While municipalities enjoy broad powers to adopt or amend zoning ordinances, see Sturges v. Town of Chilmark, 380 Mass. 246 , 253 (1980), the Legislature insists that municipalities comply strictly with § 5 when they do so. See Town of Canton v. Bruno, 361 Mass. 598 , 603 (1972) (interpreting a prior version of the Zoning Act); Cherkes v. Town of Westport, 393 Mass. 9 , 11 (1984). Penn and Doherty point to one chief mistake in the Town's adoption of Item No. 2016-166: it came "within two years" of the Council's rejection of Item No. 2016-54, an item that hadn't been "recommended in the final report of the planning board" on Item No. 2016-54.

Whether § 5 limited the Council's ability to approve Item No. 2016-166 turns on two questions: (a) whether the Council "considered" Item No. 2016-54 after rejecting it on March 24, 2016; and (b) whether Item No. 2016-166 is materially different from the "unfavorably acted upon" Item No. 2016-54. Chapter 40A does not define "consider," and none of the parties has suggested what it means. Black's Law Dictionary defines "consider" as "to think about, or to ponder or study and to examine carefully." There are several points where the Council "considered" Item No. 2016-54, as Black's Law Dictionary uses the word, after rejecting it on March 24, 2016. Thinking and pondering certainly happened on April 7, 2016 when, in the Council's own words, it "reconsidered" Item No. 2016-54 and scheduled it for a hearing at the Council's May 5, 2016 meeting. It happened again on June 16, 2016, when the Council voted to "withdraw" Item No. 2016-54, immediately introduce Item No. 2016-166, refer that item to the Planning Board, and schedule a joint hearing on it for July 21, 2016. Thinking and pondering also happened on July 21, 2016, when the Council took testimony on and took three votes pertaining to Item No. 2016-166. The Court need not determine at which point the Council crossed the line: it's clear that the Council "considered" something within two years of rejecting Item No. 2016-54.

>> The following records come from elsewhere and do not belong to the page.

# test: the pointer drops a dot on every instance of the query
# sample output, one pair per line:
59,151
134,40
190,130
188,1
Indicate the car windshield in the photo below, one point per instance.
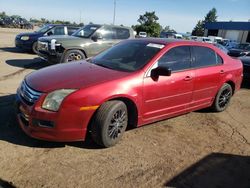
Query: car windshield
44,28
86,31
128,56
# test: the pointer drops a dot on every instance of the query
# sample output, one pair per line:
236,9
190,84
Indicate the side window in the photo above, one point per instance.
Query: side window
71,30
219,59
177,58
204,56
106,33
121,33
58,30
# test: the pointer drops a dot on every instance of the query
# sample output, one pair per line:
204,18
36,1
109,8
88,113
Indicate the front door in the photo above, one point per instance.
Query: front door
169,96
208,67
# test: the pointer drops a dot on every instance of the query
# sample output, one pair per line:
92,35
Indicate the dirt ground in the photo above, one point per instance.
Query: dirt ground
199,149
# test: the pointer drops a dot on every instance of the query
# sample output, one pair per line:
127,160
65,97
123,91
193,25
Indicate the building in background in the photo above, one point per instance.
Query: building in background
238,31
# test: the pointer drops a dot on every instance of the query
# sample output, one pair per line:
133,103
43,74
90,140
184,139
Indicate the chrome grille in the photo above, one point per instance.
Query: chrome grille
29,94
43,46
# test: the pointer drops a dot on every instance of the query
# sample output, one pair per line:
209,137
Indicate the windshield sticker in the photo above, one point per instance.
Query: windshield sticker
155,45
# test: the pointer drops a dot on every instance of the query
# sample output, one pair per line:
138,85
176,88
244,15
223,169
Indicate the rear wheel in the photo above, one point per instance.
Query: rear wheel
223,97
109,124
73,55
34,48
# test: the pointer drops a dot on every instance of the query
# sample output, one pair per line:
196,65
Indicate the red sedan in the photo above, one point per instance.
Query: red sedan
134,83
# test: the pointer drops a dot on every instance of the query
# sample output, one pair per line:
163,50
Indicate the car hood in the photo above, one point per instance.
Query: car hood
30,34
235,50
59,38
71,76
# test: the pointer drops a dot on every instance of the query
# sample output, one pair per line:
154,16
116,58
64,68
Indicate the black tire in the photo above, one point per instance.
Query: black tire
222,98
73,55
109,123
34,48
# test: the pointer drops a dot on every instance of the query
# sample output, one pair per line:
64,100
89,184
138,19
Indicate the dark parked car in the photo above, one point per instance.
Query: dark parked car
221,47
86,42
134,83
28,41
240,50
246,65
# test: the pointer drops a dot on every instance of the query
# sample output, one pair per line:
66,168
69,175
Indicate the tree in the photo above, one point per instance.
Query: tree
148,23
168,29
210,17
198,30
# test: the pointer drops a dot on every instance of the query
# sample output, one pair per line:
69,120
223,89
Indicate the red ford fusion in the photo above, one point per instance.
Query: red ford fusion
134,83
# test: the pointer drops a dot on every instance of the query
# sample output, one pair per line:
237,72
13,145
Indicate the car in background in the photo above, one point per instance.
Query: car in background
216,39
167,34
229,44
204,39
28,41
246,65
223,48
142,34
134,83
240,50
84,43
174,35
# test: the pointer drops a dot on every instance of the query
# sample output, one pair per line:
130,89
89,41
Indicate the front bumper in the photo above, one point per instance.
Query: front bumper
26,45
51,58
64,126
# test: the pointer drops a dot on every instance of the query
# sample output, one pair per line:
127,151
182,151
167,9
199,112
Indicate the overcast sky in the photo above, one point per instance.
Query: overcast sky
180,15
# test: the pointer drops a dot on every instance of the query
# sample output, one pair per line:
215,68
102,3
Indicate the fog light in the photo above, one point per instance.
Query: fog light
43,123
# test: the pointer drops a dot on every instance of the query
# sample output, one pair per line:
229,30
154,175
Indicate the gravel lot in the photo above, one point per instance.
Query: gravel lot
199,149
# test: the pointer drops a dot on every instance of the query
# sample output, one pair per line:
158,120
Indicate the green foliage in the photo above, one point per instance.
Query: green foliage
148,23
168,29
210,17
199,29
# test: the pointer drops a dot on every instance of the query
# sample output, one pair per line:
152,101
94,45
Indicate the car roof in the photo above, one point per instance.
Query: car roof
170,40
62,25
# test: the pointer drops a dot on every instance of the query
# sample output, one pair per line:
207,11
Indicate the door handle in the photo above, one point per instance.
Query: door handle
188,78
222,71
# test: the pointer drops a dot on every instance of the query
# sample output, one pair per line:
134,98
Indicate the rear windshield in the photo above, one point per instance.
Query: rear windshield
86,31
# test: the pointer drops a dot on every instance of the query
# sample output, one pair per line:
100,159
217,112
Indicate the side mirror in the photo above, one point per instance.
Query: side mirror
49,33
160,71
96,37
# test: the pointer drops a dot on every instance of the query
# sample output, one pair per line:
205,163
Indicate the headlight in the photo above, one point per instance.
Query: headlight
54,99
25,38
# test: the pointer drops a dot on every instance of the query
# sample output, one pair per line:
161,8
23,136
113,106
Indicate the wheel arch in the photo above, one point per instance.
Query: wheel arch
73,48
131,107
232,84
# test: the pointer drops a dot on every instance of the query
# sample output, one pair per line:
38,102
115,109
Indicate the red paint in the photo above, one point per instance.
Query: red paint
155,100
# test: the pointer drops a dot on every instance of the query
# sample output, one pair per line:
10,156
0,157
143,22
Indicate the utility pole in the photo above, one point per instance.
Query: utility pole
114,12
80,16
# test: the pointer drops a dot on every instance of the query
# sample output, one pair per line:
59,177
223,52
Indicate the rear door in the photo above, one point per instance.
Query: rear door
169,95
71,30
209,71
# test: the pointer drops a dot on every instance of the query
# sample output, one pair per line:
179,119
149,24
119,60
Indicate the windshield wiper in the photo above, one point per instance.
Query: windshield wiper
102,65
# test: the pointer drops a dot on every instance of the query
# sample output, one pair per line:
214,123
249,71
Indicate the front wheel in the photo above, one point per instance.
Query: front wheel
109,124
73,55
222,98
34,48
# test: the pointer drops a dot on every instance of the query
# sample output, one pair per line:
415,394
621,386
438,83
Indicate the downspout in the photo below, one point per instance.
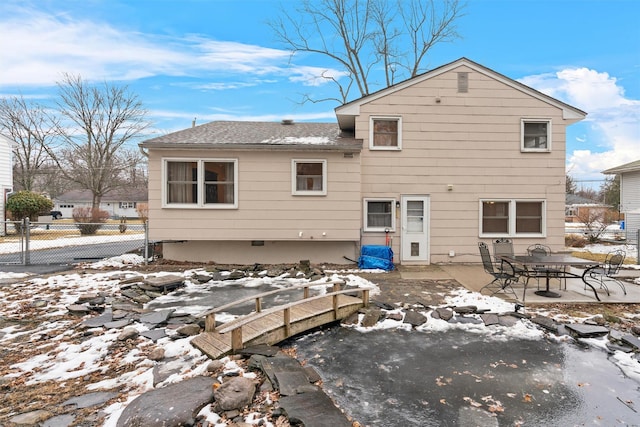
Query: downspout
7,193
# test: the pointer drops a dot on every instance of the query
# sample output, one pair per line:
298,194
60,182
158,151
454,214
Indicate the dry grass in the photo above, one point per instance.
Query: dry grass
54,232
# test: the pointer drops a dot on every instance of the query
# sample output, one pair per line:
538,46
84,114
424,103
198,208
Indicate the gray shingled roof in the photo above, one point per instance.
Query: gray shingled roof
259,135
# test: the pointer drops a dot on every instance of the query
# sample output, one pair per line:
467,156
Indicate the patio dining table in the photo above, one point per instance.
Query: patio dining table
555,266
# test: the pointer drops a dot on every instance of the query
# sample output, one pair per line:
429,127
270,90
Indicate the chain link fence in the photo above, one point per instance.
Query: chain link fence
67,242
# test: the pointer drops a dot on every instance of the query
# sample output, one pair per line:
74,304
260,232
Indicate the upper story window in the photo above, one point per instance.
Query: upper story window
379,214
309,177
386,133
536,135
200,183
499,218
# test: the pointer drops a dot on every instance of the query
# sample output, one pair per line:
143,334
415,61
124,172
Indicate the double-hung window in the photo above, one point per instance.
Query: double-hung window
309,177
379,214
386,133
536,135
512,218
202,183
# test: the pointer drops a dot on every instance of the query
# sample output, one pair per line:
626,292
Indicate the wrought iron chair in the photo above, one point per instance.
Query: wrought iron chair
504,247
607,272
503,273
541,270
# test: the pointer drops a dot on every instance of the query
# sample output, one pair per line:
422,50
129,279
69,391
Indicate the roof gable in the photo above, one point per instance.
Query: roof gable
346,113
283,135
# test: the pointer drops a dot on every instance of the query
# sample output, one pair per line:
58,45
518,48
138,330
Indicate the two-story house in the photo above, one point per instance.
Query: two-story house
629,196
429,166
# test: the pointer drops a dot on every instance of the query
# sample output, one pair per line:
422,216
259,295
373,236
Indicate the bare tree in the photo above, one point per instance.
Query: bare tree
570,185
33,129
363,35
96,123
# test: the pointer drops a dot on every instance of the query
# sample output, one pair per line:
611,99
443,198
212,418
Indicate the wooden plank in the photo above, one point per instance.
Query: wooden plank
304,287
211,344
236,339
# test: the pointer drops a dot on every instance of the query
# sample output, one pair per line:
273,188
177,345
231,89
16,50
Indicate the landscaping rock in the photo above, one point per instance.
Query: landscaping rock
414,318
189,330
235,393
160,406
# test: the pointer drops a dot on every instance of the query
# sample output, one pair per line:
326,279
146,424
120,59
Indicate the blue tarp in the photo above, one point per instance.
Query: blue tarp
376,256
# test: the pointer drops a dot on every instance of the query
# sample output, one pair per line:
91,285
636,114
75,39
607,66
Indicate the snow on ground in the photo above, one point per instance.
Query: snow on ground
58,354
12,245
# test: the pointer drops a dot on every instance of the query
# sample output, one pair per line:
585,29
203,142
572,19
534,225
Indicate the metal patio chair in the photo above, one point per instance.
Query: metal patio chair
503,273
541,270
504,247
606,273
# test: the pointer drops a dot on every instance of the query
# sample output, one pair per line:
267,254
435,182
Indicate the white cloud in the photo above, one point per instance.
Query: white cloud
613,119
45,46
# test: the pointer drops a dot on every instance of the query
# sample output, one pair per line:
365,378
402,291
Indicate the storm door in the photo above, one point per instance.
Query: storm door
415,228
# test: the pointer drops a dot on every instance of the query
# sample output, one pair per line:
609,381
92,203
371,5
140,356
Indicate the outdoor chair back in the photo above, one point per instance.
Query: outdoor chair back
503,274
502,247
539,250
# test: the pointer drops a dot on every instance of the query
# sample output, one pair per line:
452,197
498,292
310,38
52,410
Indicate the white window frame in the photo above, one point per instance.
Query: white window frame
200,184
294,178
549,133
511,226
365,210
398,119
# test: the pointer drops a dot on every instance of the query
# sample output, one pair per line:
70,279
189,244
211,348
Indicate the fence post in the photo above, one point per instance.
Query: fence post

The next question is whether Item No. 2016-166 is close enough to Item No. 2016-54 to come within the scope of § 5's ban on reconsideration of defeated items that haven't received a planning board's blessing. The Town argues that Item No. 2016-166 escapes the ban because the items are different – not just in their item numbers (the Town concedes that changing a number, by itself, isn't sufficient to allow a rejected item to be reconsidered), but in three substantive particulars. The Town struggles to identify, however, how much change is needed to turn a rejected zoning measure into a sufficiently different one under § 5.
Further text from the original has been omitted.